8. Parboil the potatoes slowly until they are nearly cooked through. Add the mixture of chopped clams to the nearly cooked potatoes. Continue parboiling the potatoes and clam mixture until the clams are cooked through.

9. Pour the potatoes, cooked clams and the clam juice into a colander reserving the clam stock in a bowl until needed. Return the potatoes to the stock pot and add the sautéed garlic and onions.

10. Using the large skillet containing the bacon fat or butter, make a roux by melting equal parts of butter 1 stick to 1 cup of flour. Heat the butter and bacon fat over a medium heat and stir in the flour until the mixture thickens forming a paste. Add more flour or butter if needed to achieve a crème roux. Sauté the roux, stirring constantly with a whisk for several minutes to eliminate the pasty taste of the flour. Increase to high heat while slowly adding a quart of room-temperature half and half. Whisk constantly until the roux thickens; then gradually add the clam stock until the entire mixture thickens. Remove the pot from the burner when the mixture reaches the boiling point and begins to bubble.
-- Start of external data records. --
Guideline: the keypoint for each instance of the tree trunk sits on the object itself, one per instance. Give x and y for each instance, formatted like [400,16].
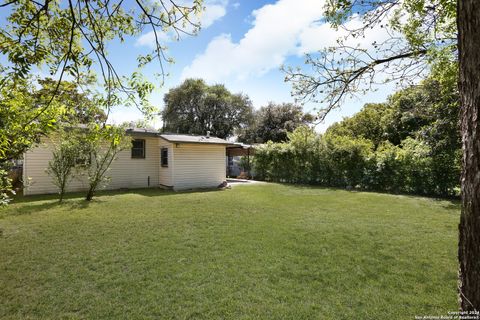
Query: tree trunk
[468,21]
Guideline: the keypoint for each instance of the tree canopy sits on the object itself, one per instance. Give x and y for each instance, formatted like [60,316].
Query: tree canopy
[417,36]
[195,108]
[273,123]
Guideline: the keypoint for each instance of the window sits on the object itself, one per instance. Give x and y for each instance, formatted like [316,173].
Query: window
[164,157]
[138,148]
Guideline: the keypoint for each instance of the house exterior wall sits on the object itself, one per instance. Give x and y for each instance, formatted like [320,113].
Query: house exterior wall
[166,173]
[198,165]
[125,172]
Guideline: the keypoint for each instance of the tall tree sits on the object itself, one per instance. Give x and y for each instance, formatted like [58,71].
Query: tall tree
[273,123]
[70,39]
[469,80]
[195,108]
[422,34]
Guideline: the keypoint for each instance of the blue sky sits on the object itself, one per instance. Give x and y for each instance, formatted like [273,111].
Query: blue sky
[243,44]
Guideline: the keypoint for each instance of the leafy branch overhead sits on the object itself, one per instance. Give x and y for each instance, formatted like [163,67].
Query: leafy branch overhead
[71,39]
[409,37]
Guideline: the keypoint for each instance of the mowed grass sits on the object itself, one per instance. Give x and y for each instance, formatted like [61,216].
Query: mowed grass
[263,251]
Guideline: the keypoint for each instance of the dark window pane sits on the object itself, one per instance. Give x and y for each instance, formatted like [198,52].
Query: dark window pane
[138,148]
[164,157]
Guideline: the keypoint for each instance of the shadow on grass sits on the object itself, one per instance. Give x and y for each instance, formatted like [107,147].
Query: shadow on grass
[449,203]
[76,200]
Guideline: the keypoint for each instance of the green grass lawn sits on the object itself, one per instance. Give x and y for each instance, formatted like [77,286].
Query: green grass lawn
[262,251]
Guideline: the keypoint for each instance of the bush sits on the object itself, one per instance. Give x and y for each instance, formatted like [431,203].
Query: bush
[343,161]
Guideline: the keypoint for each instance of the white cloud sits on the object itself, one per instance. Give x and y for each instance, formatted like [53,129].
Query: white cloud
[288,27]
[320,35]
[214,10]
[148,39]
[274,35]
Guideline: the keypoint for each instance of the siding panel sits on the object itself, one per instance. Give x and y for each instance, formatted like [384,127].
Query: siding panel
[125,172]
[198,166]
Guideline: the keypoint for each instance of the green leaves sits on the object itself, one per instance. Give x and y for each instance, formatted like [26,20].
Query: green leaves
[195,108]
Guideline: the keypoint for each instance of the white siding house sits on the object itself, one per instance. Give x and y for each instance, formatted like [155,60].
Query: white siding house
[178,162]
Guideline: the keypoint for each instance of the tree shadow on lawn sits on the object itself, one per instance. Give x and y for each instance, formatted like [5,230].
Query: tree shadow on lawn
[25,205]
11. Combine the roux with the onions, potatoes and clam mixture in the stock pot under a low to medium-low heat. Stir constantly with a whisk or large spoon to prevent the chowder from sticking to the bottom of the stock pot. Add the purple varnish clams from step 2 or the clam mixture from step 3 to the clam chowder base. Continue stirring until the chowder begins to bubble. Remove from the burner uncovered and allow to stand for 10 to 15 minutes.

12. Dish the chowder to soup bowls. Add a pat of butter. Salt and pepper to taste. Grate with freshly ground nutmeg (the secret ingredient!) and garnish with basil and oyster crackers.